Rescue teams found 23 miners alive following a powerful explosion at a coal mine in eastern Ukraine, but one miner was confirmed dead and 13 were missing more than 24 hours after the blast, an official said.

Emergency workers went deep into the mine in the Donbass coalfield to rescue survivors of Sunday's methane blast. They helped two people to the surface early Monday and later brought six more up, said Maryna Nikitina, a spokeswoman for Ukraine's industrial safety watchdog agency.

Rescuers also recovered one body.

The state-run Karl Marx mine — where another explosion killed seven in 1999 — had been declared too dangerous to operate, and the trapped miners were underground to improve safety conditions, officials said.

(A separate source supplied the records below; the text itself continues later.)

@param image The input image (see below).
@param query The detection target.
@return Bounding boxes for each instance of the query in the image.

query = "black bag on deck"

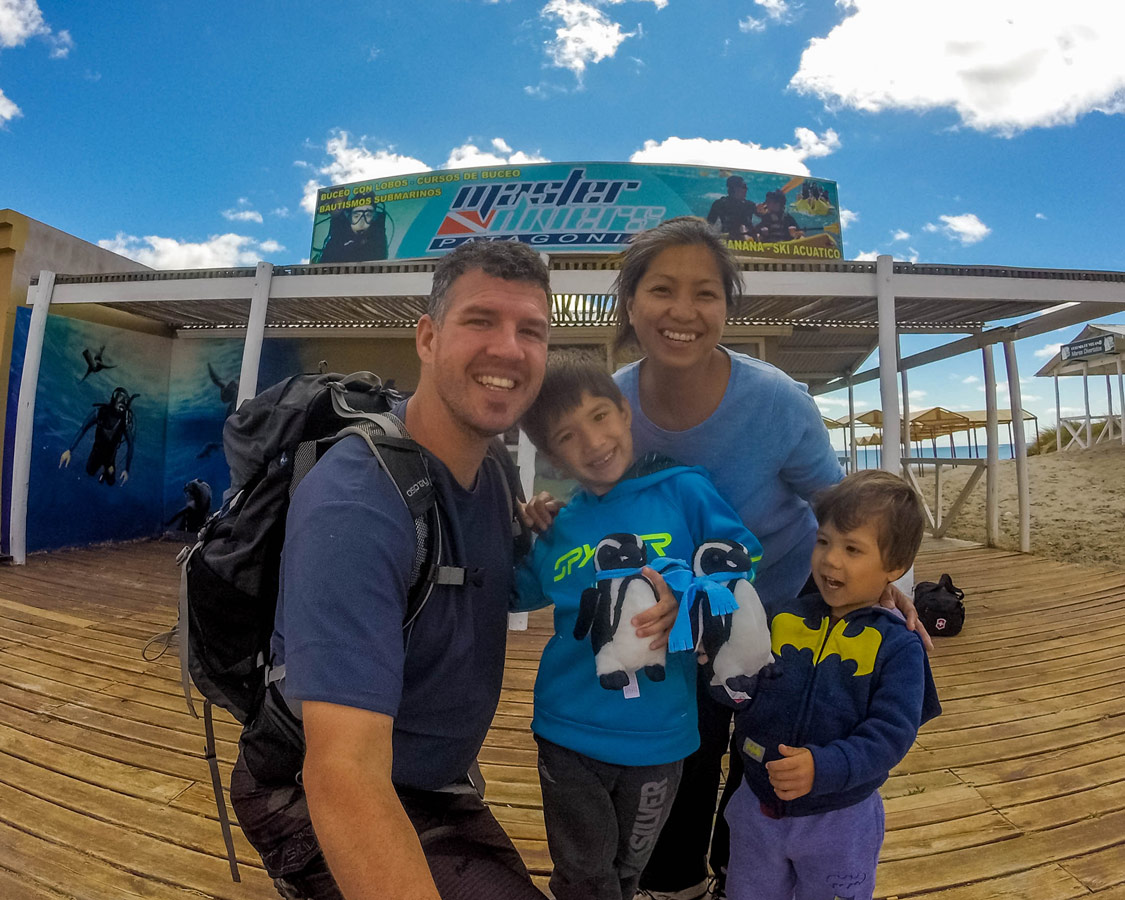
[915,575,965,638]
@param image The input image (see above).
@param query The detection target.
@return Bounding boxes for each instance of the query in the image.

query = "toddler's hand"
[766,744,816,800]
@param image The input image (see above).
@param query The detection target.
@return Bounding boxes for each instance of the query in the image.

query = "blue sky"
[0,0,1125,436]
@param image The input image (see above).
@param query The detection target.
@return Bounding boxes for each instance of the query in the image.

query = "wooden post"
[875,254,902,475]
[981,344,1000,547]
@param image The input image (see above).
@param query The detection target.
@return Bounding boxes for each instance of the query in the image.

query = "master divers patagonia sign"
[309,162,843,262]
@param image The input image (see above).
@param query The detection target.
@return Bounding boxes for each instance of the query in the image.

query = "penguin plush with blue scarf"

They were working about 3,300 feet underground at the time of the blast, which injured five workers above ground, destroyed several small buildings and shook the windows of the mine's administrative offices.

Despite the force of the blast, hopes for survivors rose when rescue teams heard voices when they tried to get to the trapped through a damaged shaft Sunday. Deputy Prime Minister Oleksandr Turchynov said the ventilation system in the mine was still working.

Ukraine has some of the world's most dangerous mines because of outdated equipment and poor safety standards. Since the 1991 collapse of the Soviet Union, more than 4,800 miners in Ukraine have been killed. Officials say that for every 1 million tons of coal brought to the surface in Ukraine, three miners lose their lives.

The mine is in the coal-rich Donetsk region about 400 miles southeast of the capital, Kiev.